L’Allemagne agit contre l’influence iranienne, mais cela est-il suffisant?

L’Allemagne agit contre l’influence iranienne, mais cela est-il suffisant?
  • Nombreux sont ceux qui, dans les mondes arabe et islamique, mettent en garde depuis longtemps contre l’émergence de nouvelles formes d’extrémisme, cette fois-ci nées et élevées dans les pays européens
  • Le gouvernement allemand a accusé le centre de Hambourg, qui tient des liens avec l’Iran, d’avoir un agenda politique qui n’est pas purement religieux

Je n’ai pas pu m’empêcher de remarquer que la mesure prise la semaine dernière pas l’Allemagne pour interdire le Centre islamique de Hambourg, une association qui était l’objet d’une enquête depuis plusieurs mois en raison de ses liens avec le guide suprême iranien, et des groupes militants du Moyen-Orient tels que le Hezbollah, n’a reçu qu’une couverture relativement limitée de la part de la presse occidentale.

Cette nouvelle importante a peut-être été noyée dans la probable nomination de Kamala Harris à la présidence des États-Unis ou par l’ouverture spectaculaire des Jeux olympiques à Paris. Seuls certains médias du Moyen-Orient et d’Israël lui ont accordé l’importance qu’elle méritait, vu que l’Iran a été accusé de se mêler aux affaires de divers pays dans la région depuis des décennies. Progressivement, la plupart des puissances occidentales semblent prendre conscience des activités criminelles directes ou indirectes de l’Iran, qui s’insinuent dans leurs villes.

Nombreux sont ceux qui, dans les mondes arabe et islamique, mettent en garde depuis longtemps contre l’émergence de nouvelles formes d’extrémisme, cette fois-ci nées et élevées dans les pays européens, en particulier au sein des groupes de migrants. Il en résulte que des loups solitaires ou des militants organisés incubent parmi d’autres personnes impliquées dans des organisations similaires dispersées dans la plupart des pays européens.

Il est de même évident que depuis des décennies, ces organisations ont joué un rôle et exercé une grande influence en servant de forum de ralliement et de centres d’endoctrinement pour divers résidents et nouveaux arrivants en Allemagne et dans d’autres pays européens. Elles ont promu parmi les minorités un récit proche de la vision du monde du régime iranien, en semant les graines d’une identité politique islamiste et d’un ensemble de valeurs qui promeuvent la résistance, le militanisme et, dans certains cas, la violence.

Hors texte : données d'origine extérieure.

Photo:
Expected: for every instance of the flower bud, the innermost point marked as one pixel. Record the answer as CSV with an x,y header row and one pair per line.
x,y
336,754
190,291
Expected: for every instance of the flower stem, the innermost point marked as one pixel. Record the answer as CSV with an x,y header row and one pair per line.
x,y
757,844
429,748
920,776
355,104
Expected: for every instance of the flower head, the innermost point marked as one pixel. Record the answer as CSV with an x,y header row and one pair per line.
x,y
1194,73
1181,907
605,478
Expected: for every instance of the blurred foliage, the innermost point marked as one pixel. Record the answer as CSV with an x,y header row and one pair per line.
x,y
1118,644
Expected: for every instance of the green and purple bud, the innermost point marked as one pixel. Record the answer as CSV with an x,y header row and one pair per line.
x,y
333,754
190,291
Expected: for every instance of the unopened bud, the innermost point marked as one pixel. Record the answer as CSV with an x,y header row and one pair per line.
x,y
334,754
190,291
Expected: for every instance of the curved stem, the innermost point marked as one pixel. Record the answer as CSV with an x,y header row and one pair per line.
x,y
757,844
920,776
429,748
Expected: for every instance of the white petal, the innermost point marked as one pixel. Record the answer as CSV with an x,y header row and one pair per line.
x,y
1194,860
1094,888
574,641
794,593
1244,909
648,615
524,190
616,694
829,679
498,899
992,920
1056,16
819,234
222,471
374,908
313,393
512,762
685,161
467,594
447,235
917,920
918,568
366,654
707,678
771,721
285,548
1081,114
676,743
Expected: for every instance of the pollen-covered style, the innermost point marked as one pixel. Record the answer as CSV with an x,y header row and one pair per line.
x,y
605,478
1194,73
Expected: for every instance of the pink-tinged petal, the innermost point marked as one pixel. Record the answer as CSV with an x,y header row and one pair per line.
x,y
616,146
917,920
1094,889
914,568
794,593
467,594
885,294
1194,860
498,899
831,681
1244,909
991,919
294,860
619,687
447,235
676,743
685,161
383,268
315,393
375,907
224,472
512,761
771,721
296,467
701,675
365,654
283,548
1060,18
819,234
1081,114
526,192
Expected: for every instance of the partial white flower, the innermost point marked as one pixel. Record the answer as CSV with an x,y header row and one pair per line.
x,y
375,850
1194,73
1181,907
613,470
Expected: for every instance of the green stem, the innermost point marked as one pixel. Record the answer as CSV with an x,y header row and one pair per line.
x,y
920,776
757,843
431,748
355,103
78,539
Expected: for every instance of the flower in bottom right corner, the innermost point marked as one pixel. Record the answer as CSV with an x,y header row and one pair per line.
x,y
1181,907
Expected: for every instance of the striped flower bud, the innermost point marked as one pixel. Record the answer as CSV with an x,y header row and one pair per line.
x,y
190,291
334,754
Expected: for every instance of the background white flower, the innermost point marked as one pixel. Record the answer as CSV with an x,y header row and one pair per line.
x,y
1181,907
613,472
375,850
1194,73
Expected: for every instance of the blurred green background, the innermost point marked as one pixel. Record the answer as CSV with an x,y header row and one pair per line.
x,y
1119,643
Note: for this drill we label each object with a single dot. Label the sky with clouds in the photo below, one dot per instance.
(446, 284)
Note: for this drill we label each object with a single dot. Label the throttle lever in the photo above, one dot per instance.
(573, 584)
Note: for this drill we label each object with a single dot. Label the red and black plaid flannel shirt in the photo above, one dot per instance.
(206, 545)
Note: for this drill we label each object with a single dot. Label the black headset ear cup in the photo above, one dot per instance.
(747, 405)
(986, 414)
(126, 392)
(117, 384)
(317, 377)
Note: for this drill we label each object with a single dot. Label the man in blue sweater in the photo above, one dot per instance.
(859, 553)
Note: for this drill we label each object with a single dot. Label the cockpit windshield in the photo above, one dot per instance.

Ces valeurs ne se contredisent pas seulement avec les valeurs démocratiques et libérales du nouveau pays d’accueil des migrants, mais elles vont aussi, dans de nombreux cas, jusqu’à propager un sentiment d’atteinte, d’opposition et même d’appel au renversement des systèmes de ces pays, qui garantissent la liberté de culte, la liberté d’expression, la démocratie et la liberté pour tous.

Le gouvernement allemand a accusé le centre de Hambourg, qui tient des liens avec l’Iran, d’avoir un agenda politique qui n’est pas purement religieux, et il s’est avéré qu’il s’agissait d’une “organisation islamiste extrémiste qui poursuit des objectifs anticonstitutionnels”.

Le ministère allemand de l’intérieur a également déclaré que ses enquêtes avaient révélé que le centre était un “représentant direct du guide suprême iranien”, et qu’il diffusait l’idéologie du régime de Téhéran “de manière agressive et militante”. Il cherche à “établir un régime autoritaire et théocratique”, au lieu d’une démocratie, a déclaré le ministère, en accusant le centre de soutenir la “dimension militaire et politique” d’organisations similaires au Hezbollah.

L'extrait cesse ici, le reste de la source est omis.